• Journal of neurotrauma · Apr 2014

    Predictors of very long-term socio-cognitive function after pediatric traumatic brain injury (TBI): support for the vulnerability of the immature 'social brain.'

    • Vicki Anderson, Cathy Catroppa, Celia Godfrey, Stefanie Rosema, Miriam H Beauchamp, Nicholas Peter Ryan, Lee Coleman, and Senem Eren.
    • 1 Australian Center for Child Neuropsychological Studies , Murdoch Children's Research Institute, Parkville, Australia .
    • J. Neurotrauma. 2014 Apr 1;31(7):649-57.
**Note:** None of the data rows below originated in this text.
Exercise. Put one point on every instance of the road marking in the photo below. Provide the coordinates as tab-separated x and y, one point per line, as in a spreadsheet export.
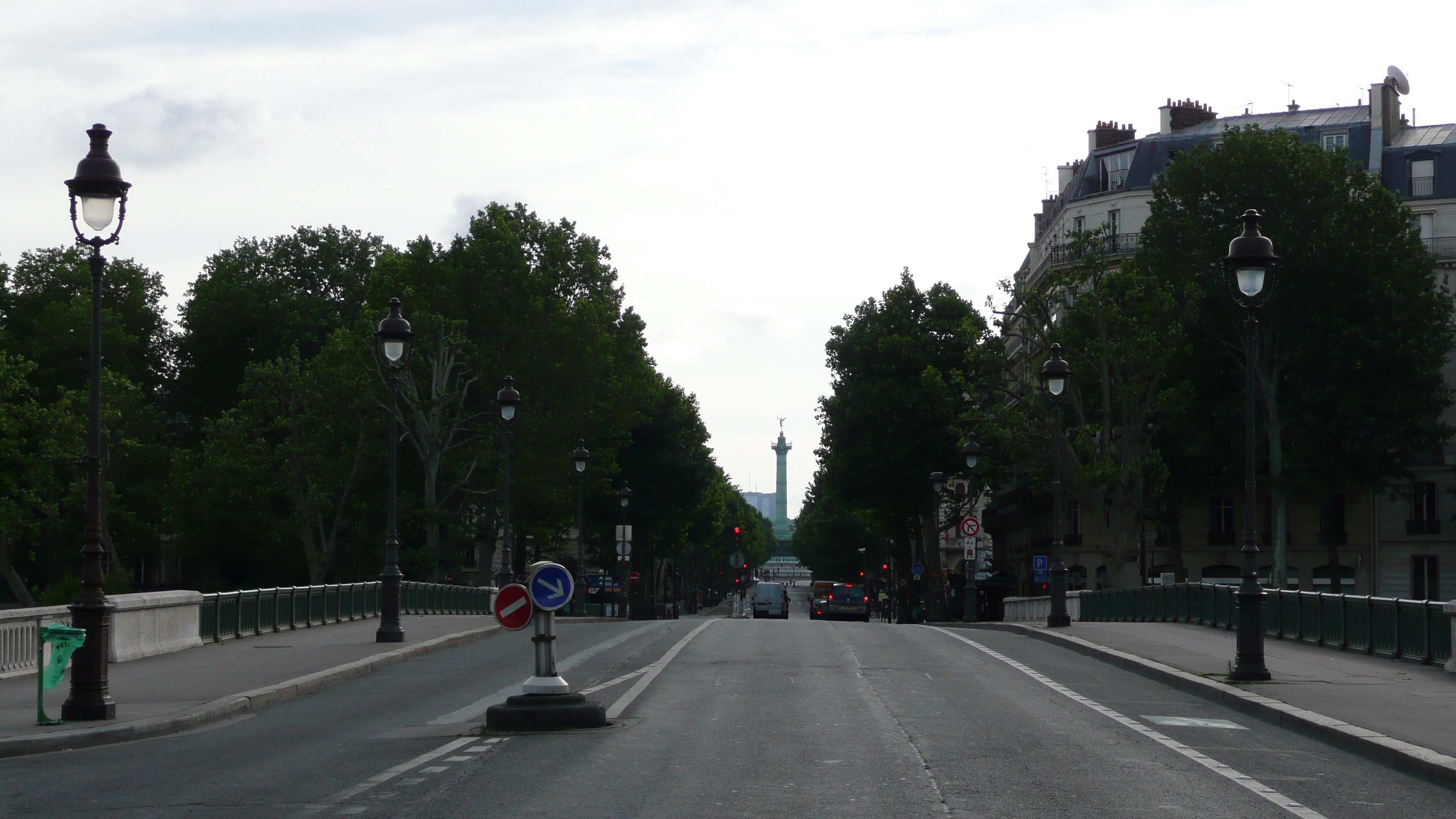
651	674
1250	783
611	682
480	706
381	779
1194	723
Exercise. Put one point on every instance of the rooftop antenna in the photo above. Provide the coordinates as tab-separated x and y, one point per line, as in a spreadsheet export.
1403	85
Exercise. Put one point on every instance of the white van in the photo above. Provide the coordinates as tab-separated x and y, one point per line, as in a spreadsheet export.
771	599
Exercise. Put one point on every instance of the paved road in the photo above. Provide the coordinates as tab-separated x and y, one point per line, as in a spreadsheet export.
749	719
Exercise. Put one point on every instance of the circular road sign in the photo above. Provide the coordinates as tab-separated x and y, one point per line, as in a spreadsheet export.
513	607
550	586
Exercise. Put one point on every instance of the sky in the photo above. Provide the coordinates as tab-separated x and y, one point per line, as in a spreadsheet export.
756	168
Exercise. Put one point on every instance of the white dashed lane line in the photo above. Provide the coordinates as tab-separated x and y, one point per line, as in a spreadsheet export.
1166	741
478	747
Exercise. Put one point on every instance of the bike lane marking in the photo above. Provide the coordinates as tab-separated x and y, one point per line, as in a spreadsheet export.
1244	780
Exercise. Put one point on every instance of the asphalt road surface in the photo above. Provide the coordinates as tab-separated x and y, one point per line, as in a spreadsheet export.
746	719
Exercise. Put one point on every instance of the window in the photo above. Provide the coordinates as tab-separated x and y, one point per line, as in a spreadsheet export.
1114	170
1423	177
1426	578
1424	519
1221	521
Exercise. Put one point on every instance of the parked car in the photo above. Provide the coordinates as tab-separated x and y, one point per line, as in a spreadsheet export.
771	599
848	601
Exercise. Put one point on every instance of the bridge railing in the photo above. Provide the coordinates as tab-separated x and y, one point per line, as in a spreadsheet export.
229	616
1386	627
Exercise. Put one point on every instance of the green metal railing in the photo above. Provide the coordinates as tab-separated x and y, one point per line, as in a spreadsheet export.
228	616
1388	627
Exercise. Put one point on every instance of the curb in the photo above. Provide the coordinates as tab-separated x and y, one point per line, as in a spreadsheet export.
1401	756
235	704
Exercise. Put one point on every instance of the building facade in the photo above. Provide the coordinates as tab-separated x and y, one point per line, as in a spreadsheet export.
1403	546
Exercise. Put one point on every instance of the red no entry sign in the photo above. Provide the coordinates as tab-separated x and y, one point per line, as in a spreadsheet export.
513	607
970	527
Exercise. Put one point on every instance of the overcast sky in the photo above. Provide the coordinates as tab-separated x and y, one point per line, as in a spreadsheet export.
756	168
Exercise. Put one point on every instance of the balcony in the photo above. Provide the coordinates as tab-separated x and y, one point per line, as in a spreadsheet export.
1110	247
1442	248
1430	527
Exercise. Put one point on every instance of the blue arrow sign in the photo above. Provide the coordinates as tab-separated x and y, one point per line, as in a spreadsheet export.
551	586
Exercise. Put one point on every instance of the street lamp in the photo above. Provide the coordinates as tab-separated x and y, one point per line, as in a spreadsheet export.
580	457
99	187
1056	374
972	454
625	497
509	403
1250	261
394	337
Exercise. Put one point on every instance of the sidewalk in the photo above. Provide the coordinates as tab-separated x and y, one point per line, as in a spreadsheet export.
1401	700
177	691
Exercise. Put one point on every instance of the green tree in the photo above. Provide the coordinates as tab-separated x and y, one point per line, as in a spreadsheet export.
1354	339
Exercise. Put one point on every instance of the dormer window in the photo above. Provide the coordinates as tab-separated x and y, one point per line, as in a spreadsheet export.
1114	170
1423	177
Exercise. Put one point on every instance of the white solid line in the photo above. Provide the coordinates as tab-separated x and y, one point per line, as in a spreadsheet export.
480	706
1166	741
651	674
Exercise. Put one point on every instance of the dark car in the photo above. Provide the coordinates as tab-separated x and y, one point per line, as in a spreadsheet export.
845	601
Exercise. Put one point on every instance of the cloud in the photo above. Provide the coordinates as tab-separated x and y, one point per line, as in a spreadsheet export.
161	127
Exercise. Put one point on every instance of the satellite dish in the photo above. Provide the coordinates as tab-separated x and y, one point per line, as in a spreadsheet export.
1401	84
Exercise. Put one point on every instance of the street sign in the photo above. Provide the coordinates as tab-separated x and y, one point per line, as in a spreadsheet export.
970	527
551	586
513	607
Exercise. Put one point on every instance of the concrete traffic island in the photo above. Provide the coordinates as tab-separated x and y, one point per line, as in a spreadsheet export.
546	713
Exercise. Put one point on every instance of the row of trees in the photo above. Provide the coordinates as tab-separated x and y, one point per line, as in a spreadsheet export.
245	445
1350	359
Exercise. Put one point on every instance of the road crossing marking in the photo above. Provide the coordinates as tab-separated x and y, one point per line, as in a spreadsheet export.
1250	783
651	672
480	706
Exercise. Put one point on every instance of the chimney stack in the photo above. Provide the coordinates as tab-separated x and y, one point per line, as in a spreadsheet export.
1110	135
1183	114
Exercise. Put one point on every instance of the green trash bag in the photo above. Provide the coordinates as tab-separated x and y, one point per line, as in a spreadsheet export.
65	640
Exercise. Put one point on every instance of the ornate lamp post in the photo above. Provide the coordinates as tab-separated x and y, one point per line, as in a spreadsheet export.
394	337
509	403
625	497
580	457
99	187
972	454
1056	374
1250	260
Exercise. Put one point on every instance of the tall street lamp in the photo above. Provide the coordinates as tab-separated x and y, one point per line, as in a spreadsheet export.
972	454
99	187
1056	374
1250	260
394	337
580	457
509	403
625	497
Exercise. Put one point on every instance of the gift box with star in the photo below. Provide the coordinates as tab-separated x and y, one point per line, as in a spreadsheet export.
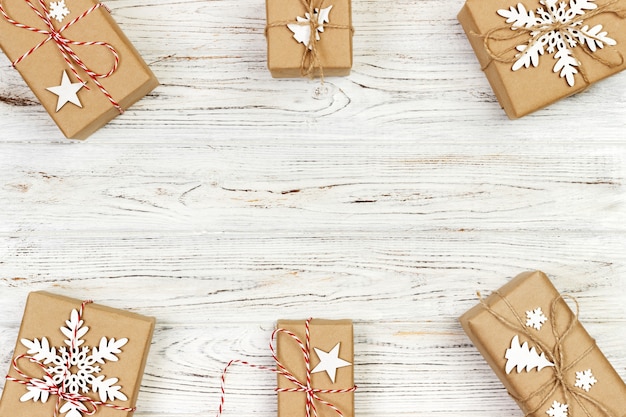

    AbstractEmotion perception (EP) forms an integral part of social communication and is critical to attain developmentally appropriate goals. This skill, which emerges relatively early in development, is driven by increasing connectivity among regions of a distributed sociocognitive neural network and may be vulnerable to disruption from early-childhood traumatic brain injury (TBI). The present study aimed to evaluate the very-long-term effect of childhood TBI on EP, as well as examine the contribution of injury- and non-injury-related risk and resilience factors to variability in sociocognitive outcomes. Thirty-four young adult survivors of early-childhood TBI (mean [M], 20.62 years; M time since injury, 16.55 years) and 16 typically developing controls matched for age, gender, and socioeconomic status were assessed using tasks that required recognition and interpretation of facial and prosodic emotional cues. Survivors of severe childhood TBI were found to have significantly poorer emotion perception than controls and young adults with mild-to-moderate injuries. Further, poorer emotion perception was associated with reduced volume of the posterior corpus callosum, presence of frontal pathology, lower SES, and a less-intimate family environment. Our findings lend support to the vulnerability of the immature "social brain" network to early disruption and underscore the need for context-sensitive rehabilitation that optimizes early family environments to enhance recovery of EP skills after childhood TBI.